At the close, waiting yet another minute, he said in a clear loud voice, as he had said in the village at that hour and season for the previous forty years—“A merry Christmas to ye!”
CHAPTER V: THE LISTENERS
When the expectant stillness consequent upon the exclamation had nearly died out of them all, an increasing light made itself visible in one of the windows of the upper floor. It came so close to the blind that the exact position of the flame could be perceived from the outside. Remaining steady for an instant, the blind went upward from before it, revealing to thirty concentrated eyes a young girl, framed as a picture by the window architrave, and unconsciously illuminating her countenance to a vivid brightness by a candle she held in her left hand, close to her face, her right hand being extended to the side of the window. She was wrapped in a white robe of some kind, whilst down her shoulders fell a twining profusion of marvellously rich hair, in a wild disorder which proclaimed it to be only during the invisible hours of the night that such a condition was discoverable. Her bright eyes were looking into the grey world outside with an uncertain expression, oscillating between courage and shyness, which, as she recognized the semicircular group of dark forms gathered before her, transformed itself into pleasant resolution.
Opening the window, she said lightly and warmly—“Thank you, singers, thank you!”
Together went the window quickly and quietly, and the blind started downward on its return to its place. Her fair forehead and eyes vanished; her little mouth; her neck and shoulders; all of her. Then the spot of candlelight shone nebulously as before; then it moved away.
“How pretty!” exclaimed Dick Dewy.
“If she’d been rale wexwork she couldn’t ha’ been comelier,” said Michael Mail.

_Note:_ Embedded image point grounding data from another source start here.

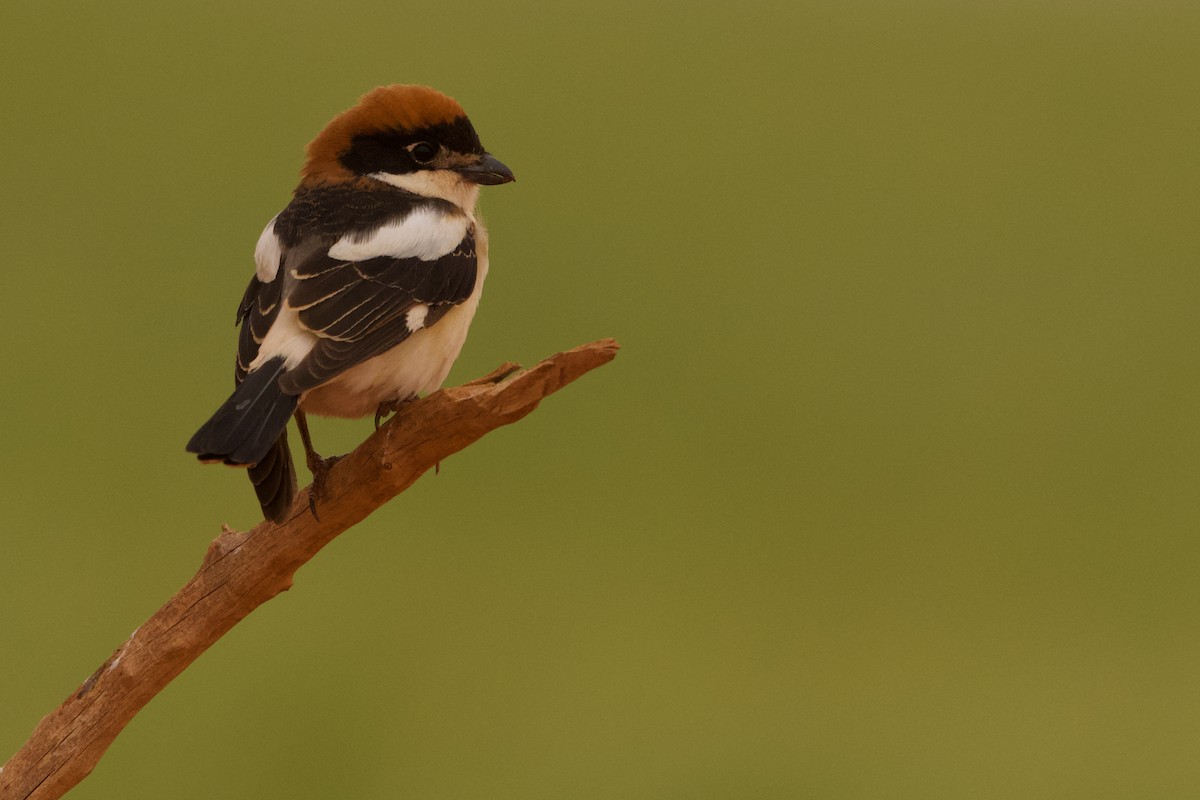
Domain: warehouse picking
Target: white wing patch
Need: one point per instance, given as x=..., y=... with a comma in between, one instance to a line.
x=415, y=317
x=287, y=337
x=268, y=253
x=426, y=234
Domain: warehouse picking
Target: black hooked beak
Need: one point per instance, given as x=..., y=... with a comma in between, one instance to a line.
x=489, y=172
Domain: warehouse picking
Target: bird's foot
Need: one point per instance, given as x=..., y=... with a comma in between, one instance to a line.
x=319, y=468
x=390, y=407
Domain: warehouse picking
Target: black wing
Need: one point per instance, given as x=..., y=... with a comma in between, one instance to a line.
x=360, y=308
x=274, y=475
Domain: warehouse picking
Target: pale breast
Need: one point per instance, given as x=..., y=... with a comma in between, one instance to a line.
x=417, y=365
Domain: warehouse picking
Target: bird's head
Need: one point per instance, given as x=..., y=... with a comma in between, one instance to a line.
x=412, y=137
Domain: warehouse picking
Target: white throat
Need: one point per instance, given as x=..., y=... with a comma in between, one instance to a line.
x=442, y=184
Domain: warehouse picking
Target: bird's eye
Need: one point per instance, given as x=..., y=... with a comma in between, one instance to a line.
x=424, y=152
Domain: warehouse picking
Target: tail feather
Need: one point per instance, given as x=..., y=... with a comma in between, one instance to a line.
x=247, y=426
x=275, y=480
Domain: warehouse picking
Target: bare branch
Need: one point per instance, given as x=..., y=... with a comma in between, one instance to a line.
x=243, y=570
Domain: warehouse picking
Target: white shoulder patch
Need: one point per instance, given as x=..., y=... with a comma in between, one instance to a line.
x=415, y=317
x=268, y=253
x=426, y=234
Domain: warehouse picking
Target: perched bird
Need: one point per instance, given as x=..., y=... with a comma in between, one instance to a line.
x=365, y=283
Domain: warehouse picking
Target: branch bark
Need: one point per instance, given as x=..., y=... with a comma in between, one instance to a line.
x=244, y=570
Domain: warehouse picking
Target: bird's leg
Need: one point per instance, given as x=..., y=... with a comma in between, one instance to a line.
x=317, y=465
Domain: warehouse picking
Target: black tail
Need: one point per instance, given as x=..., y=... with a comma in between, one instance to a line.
x=249, y=425
x=275, y=480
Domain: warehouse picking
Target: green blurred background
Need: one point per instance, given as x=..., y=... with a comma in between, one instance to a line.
x=891, y=492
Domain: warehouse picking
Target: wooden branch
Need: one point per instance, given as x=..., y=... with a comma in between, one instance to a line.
x=244, y=570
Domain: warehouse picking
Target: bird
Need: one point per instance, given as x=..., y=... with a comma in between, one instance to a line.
x=364, y=288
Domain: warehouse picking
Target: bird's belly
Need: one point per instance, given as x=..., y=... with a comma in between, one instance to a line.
x=417, y=365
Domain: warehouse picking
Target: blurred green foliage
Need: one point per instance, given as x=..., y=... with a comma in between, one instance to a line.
x=891, y=493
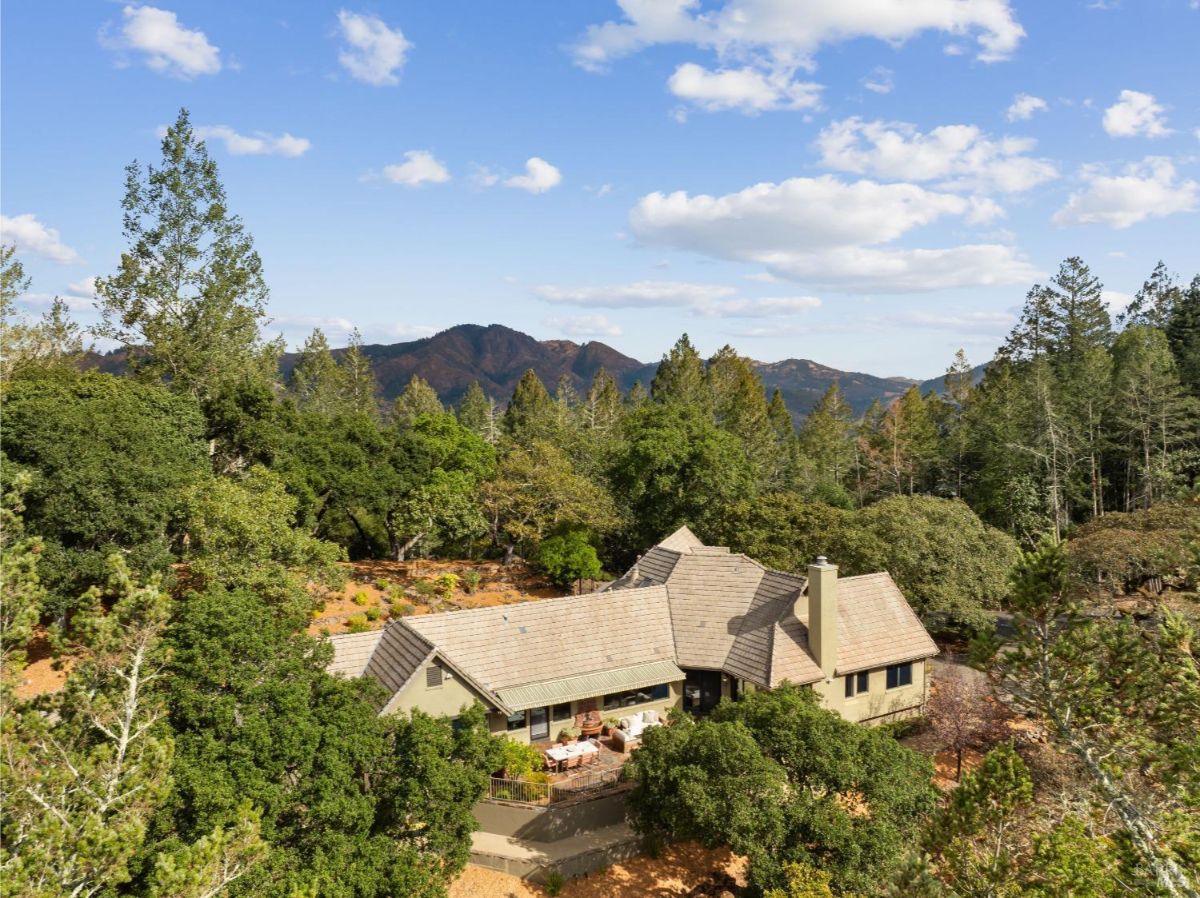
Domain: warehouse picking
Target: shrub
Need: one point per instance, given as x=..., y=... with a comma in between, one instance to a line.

“As near a thing to a spiritual vision as ever I wish to see!” said tranter Dewy.
“O, sich I never, never see!” said Leaf fervently.
All the rest, after clearing their throats and adjusting their hats, agreed that such a sight was worth singing for.

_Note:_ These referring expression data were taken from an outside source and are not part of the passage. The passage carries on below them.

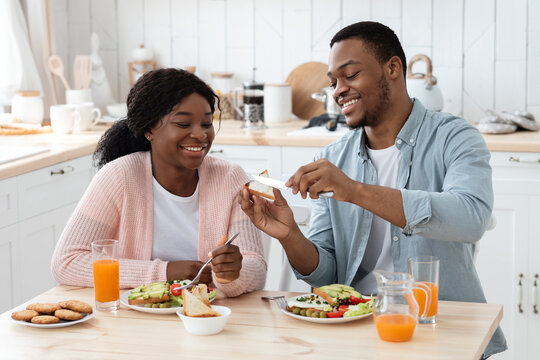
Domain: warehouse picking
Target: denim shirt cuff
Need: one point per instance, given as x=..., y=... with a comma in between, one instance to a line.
x=417, y=208
x=317, y=276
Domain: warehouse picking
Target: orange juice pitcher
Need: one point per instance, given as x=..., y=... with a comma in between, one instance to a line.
x=395, y=310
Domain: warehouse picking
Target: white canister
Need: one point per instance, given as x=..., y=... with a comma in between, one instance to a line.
x=90, y=116
x=78, y=96
x=64, y=118
x=277, y=103
x=27, y=107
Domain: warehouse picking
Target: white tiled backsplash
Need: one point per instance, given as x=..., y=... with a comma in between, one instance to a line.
x=486, y=53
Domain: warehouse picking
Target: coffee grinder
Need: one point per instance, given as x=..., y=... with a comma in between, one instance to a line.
x=252, y=109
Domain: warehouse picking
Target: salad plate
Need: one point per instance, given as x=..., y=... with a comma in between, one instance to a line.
x=124, y=300
x=62, y=323
x=321, y=320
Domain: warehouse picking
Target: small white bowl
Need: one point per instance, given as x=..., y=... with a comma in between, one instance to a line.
x=205, y=326
x=117, y=110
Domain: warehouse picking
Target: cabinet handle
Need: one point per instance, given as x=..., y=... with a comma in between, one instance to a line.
x=534, y=294
x=520, y=294
x=66, y=170
x=525, y=159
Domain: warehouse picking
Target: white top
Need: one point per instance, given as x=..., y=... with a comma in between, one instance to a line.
x=386, y=162
x=176, y=225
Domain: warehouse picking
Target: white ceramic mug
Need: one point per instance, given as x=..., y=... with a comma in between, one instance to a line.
x=78, y=96
x=277, y=103
x=64, y=118
x=90, y=116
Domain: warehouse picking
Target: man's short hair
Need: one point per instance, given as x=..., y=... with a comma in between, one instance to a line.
x=380, y=38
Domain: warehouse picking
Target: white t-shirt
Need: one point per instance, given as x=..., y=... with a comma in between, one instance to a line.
x=386, y=162
x=176, y=225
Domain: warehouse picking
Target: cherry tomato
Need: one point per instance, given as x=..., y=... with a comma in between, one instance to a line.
x=174, y=291
x=335, y=314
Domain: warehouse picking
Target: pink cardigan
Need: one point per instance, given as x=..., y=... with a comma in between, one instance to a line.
x=118, y=204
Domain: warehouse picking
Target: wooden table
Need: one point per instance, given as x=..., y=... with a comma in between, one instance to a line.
x=255, y=330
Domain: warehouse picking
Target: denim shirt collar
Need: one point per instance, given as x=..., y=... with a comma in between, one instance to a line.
x=408, y=133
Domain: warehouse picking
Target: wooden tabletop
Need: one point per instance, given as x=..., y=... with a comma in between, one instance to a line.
x=255, y=330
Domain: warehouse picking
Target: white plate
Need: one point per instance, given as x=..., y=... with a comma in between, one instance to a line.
x=125, y=301
x=323, y=320
x=62, y=323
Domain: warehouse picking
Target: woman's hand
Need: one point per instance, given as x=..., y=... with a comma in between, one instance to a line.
x=187, y=270
x=227, y=263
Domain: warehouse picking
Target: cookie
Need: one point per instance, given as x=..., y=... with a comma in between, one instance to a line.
x=44, y=308
x=45, y=319
x=76, y=305
x=24, y=315
x=65, y=314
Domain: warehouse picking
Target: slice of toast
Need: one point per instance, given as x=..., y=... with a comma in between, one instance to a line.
x=256, y=188
x=193, y=306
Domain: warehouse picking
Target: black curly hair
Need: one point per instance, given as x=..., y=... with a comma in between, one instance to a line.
x=152, y=97
x=380, y=38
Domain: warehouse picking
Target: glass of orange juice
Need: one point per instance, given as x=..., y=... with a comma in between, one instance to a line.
x=106, y=274
x=425, y=271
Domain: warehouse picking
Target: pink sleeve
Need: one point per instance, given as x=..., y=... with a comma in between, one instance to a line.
x=98, y=216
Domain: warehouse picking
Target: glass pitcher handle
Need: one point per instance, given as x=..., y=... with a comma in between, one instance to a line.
x=423, y=287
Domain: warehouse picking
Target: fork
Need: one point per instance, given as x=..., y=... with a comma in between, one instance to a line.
x=196, y=279
x=279, y=300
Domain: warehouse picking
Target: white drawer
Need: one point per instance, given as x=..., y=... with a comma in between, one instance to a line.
x=53, y=187
x=8, y=202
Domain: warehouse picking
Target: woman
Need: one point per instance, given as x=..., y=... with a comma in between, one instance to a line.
x=158, y=193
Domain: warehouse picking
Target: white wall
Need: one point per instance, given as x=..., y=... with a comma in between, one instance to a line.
x=486, y=53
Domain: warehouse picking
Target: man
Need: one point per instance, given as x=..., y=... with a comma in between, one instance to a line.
x=406, y=181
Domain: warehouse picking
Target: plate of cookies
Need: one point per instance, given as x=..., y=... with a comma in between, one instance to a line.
x=54, y=315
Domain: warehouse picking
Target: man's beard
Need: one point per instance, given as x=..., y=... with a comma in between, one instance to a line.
x=371, y=117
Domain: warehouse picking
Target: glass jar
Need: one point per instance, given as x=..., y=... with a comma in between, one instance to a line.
x=27, y=107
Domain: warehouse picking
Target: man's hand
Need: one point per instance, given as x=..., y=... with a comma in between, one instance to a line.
x=320, y=176
x=274, y=218
x=227, y=263
x=188, y=269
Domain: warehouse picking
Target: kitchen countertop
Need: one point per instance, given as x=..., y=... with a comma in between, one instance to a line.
x=255, y=330
x=67, y=147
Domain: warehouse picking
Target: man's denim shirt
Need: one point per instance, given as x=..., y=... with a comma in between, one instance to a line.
x=445, y=182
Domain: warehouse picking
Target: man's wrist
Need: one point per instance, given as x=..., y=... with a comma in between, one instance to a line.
x=356, y=193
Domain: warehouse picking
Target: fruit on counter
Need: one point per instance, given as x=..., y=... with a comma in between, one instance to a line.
x=337, y=294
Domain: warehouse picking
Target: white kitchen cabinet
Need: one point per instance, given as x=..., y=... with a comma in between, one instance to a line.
x=8, y=235
x=507, y=260
x=34, y=208
x=33, y=250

“Now to Farmer Shiner’s, and then replenish our insides, father?” said the tranter.
“Wi’ all my heart,” said old William, shouldering his bass-viol.
Farmer Shiner’s was a queer lump of a house, standing at the corner of a lane that ran into the principal thoroughfare. The upper windows were much wider than they were high, and this feature, together with a broad bay-window where the door might have been expected, gave it by day the aspect of a human countenance turned askance, and wearing a sly and wicked leer. To-night nothing was visible but the outline of the roof upon the sky.
The front of this building was reached, and the preliminaries arranged as usual.
“Four breaths, and number thirty-two, ‘Behold the Morning Star,’” said old William.